Artemether for severe malaria
Artemether injection for treating people with severe malaria
What is the aim of this review?
Injection of artesunate is recommended by the World Health Organization (WHO) for treating adults and children that have severe malaria as studies have shown that it results in fewer deaths compared to quinine treatment.
Artemether is an alternative artemisinin‐based medicine but is only available as a pre‐mixed oil‐based solution for intramuscular injection. Artemether is now widely available and is used in many African countries, although it is not specifically recommended by the WHO. The aim of this review was to examine the effects of treating people that have severe malaria with artemether injected intramuscularly compared to treatment with other antimalarial medicines given intramuscularly or intravenously.
Artemether may not be more effective than quinine at preventing deaths from severe malaria in children. However, in adults artemether is probably more effective than quinine at preventing deaths. With respect to other patient‐oriented outcomes such as fever and parasite clearance time, artemether seems to be more effective than quinine in children and adults. For adults, artemether had a large effect on death compared to quinine but other outcomes were largely not reported or showed no significant difference. Artemether has not been compared to artesunate in children. Although there is a paucity of direct evidence comparing artemether with artesunate in adults, artemether probably increases the risk of death compared to artesunate. In settings where artesunate is not available, artemether remains a better alternative to quinine for the treatment of severe malaria.
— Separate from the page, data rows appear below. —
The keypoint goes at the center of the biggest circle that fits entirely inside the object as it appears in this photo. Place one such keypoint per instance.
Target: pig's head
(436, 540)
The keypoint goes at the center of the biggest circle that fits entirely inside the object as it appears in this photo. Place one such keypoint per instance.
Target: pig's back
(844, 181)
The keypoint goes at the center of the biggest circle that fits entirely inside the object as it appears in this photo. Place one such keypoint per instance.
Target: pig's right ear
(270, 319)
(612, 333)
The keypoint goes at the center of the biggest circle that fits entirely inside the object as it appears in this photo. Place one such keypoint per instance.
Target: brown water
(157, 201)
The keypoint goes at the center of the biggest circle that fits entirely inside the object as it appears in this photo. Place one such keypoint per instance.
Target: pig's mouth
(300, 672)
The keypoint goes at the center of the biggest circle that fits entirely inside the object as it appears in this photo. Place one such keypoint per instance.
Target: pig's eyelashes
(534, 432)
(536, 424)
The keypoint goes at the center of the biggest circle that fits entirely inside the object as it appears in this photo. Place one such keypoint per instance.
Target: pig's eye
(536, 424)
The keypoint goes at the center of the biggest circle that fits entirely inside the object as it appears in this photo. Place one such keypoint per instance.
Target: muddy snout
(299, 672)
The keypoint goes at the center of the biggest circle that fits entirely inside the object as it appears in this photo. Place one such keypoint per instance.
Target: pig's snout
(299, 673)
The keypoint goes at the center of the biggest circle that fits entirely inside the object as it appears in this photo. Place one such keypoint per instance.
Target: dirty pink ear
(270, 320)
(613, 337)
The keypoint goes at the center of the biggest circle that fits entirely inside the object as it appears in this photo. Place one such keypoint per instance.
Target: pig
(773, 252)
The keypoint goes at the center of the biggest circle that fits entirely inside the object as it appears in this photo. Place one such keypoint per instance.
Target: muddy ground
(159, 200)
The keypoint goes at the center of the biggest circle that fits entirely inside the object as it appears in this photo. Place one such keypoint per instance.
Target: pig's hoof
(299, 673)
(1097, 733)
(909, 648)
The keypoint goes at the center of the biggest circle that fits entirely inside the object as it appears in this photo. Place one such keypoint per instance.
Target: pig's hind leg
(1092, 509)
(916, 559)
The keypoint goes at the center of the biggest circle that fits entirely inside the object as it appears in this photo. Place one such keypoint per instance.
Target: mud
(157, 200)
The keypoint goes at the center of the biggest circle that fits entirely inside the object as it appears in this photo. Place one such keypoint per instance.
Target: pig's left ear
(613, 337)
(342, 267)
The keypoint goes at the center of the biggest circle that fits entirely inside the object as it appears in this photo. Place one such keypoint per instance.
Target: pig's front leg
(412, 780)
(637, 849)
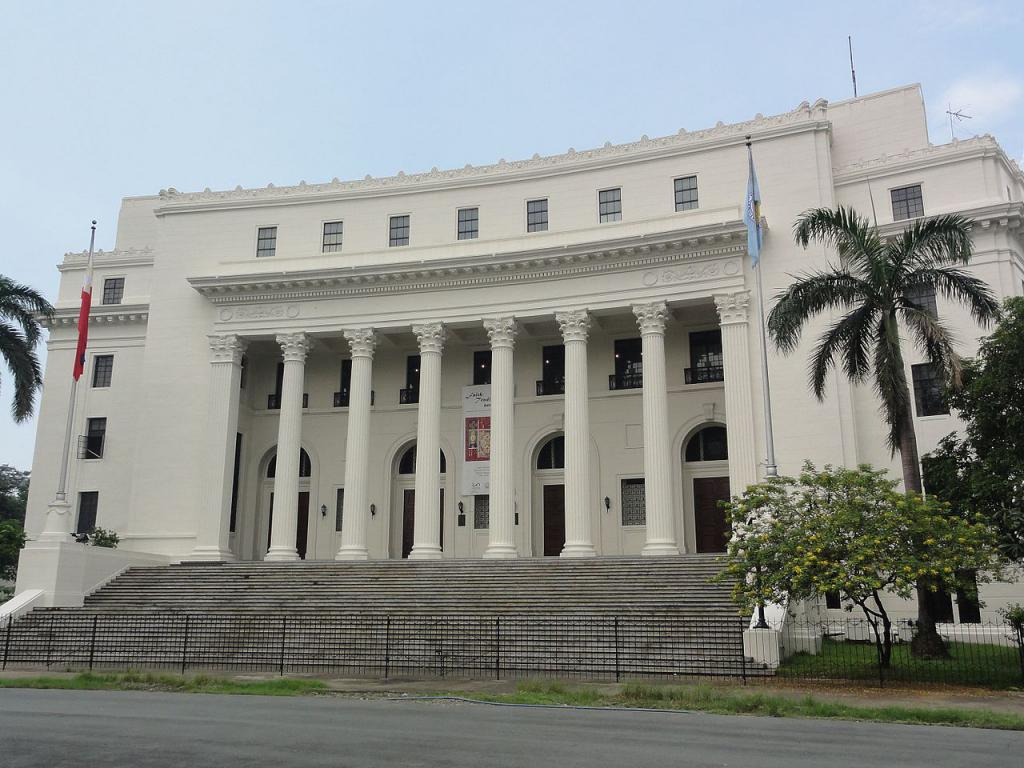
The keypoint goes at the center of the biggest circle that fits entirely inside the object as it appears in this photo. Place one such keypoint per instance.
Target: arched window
(407, 465)
(305, 466)
(552, 455)
(708, 445)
What was studied in the review?
The review authors examined the available research that evaluated the effects of treating people that have severe malaria with artemether injected intramuscularly compared to treatment with other antimalarial medicines given intramuscularly or intravenously. Nineteen studies looked at the effects of treatment with intramuscular artemether on people with severe malaria compared to treatment with other antimalarial medicines given intramuscularly or intravenously. These studies were undertaken in Africa (12 studies) and Asia (seven studies). This is an update of a 2014 Cochrane Review and includes a new trial from Central African Republic.
What are the main results of the review?
Artemether versus quinine
For children, intramuscular artemether is probably as good as quinine at preventing deaths from severe malaria (moderate‐certainty evidence). Artemether may shorten time to coma resolution by about five hours (low‐certainty evidence), and may reduce the number of children with signs of brain damage at the time of hospital discharge (low‐certainty evidence).
In older children (> 15 years) and adults, treatment with artemether probably results in fewer deaths than quinine (moderate‐certainty evidence).
Artemether versus artesunate
In adults, artemether performs worse than artesunate in terms of mortality (moderate‐certainty evidence), but no trials have been conducted in young children.
How up to date is this review?
The review authors searched for studies up to 7 September 2018.